From 1929 through 1974, this state’s low-profile program, based on the junk science of eugenics, sterilized more than 7,600 men, women and children. Most were poor. They were operated on after being determined to be unfit to reproduce, a determination that was often based on questionable information supplied by overzealous social workers.
The program went largely unnoticed until late 2002, when a Journal investigative series brought it to light. Former Gov. Mike Easley led an initial charge to help the surviving victims. But his push soon fizzled, and little has been done to help the victims. Rep. Larry Womble of Forsyth County has kept pushing. As she ran for governor, Perdue promised to help as well. She deserves credit for following through on that promise in the midst of a state budget crisis.
The recession has probably been especially hard on the surviving victims of this program, which may number as many as 3,000. Many have been left with emotional and physical scars.

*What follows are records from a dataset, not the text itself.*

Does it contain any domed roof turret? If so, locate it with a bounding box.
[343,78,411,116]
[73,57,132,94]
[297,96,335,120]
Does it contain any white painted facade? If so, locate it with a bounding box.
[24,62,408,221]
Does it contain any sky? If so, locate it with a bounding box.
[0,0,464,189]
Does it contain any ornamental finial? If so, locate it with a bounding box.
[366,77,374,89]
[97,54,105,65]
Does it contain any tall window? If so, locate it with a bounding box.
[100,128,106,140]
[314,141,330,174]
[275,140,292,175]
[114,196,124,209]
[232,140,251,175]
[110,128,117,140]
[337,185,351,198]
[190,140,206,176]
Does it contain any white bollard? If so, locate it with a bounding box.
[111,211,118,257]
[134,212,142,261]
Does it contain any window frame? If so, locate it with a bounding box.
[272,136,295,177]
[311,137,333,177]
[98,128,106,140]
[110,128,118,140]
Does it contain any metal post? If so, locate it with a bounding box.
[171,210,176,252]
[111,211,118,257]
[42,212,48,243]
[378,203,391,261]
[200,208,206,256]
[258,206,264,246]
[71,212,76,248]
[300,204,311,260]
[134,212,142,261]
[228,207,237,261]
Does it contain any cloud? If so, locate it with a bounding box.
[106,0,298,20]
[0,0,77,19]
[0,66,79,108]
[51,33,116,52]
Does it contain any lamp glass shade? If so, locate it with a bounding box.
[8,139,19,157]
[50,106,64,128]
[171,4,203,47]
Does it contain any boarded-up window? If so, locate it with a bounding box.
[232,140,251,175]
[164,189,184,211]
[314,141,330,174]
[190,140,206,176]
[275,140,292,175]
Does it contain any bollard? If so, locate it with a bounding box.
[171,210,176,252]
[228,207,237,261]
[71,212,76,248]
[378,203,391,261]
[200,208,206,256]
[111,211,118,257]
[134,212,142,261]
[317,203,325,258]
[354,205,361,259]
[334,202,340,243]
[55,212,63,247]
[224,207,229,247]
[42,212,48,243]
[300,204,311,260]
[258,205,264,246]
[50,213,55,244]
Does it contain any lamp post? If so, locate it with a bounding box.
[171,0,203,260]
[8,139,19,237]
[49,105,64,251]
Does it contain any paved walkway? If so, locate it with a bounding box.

The $250,000 that Perdue included in her proposed budget would create a nonprofit foundation that could serve as a first step toward compensation for the victims. “It would be up to the foundation to work on the framework of identifying (victims) and compensation – and the money allocated in the budget would be able to do that – to support the parameters of the foundation and setup of a compensation fund,” Chrissy Pearson, the spokeswoman for Perdue, said in an e-mail last week. “It’s the first step to get to compensation.”
If the legislature approves the allocation, it will be one of many steps in a long process. In the meantime, Womble has filed a bill that would give the victims $20,000 each. The compensation would be justified. But it stands little chance of being approved in this tight economic year.
Another bill Womble has filed, one based on a legislative committee’s recommendations, is more realistic. It would give the victims mental-health care benefits, include the story of the program in the public-school curriculum and require that a historical marker about the program be created.
The victims should also receive help with the lingering physical effects of some of these operations. Perhaps that care could be provided at the state’s university hospitals. Such health-care benefits were part of recommendations that Easley approved almost six years ago.
So was a monument to the victims, not a historical marker. The monument should finally be approved as well.
The victims are growing older by the day. Many are dying. The state is running out of time to redeem itself and reach out to the victims of its colossal injustice.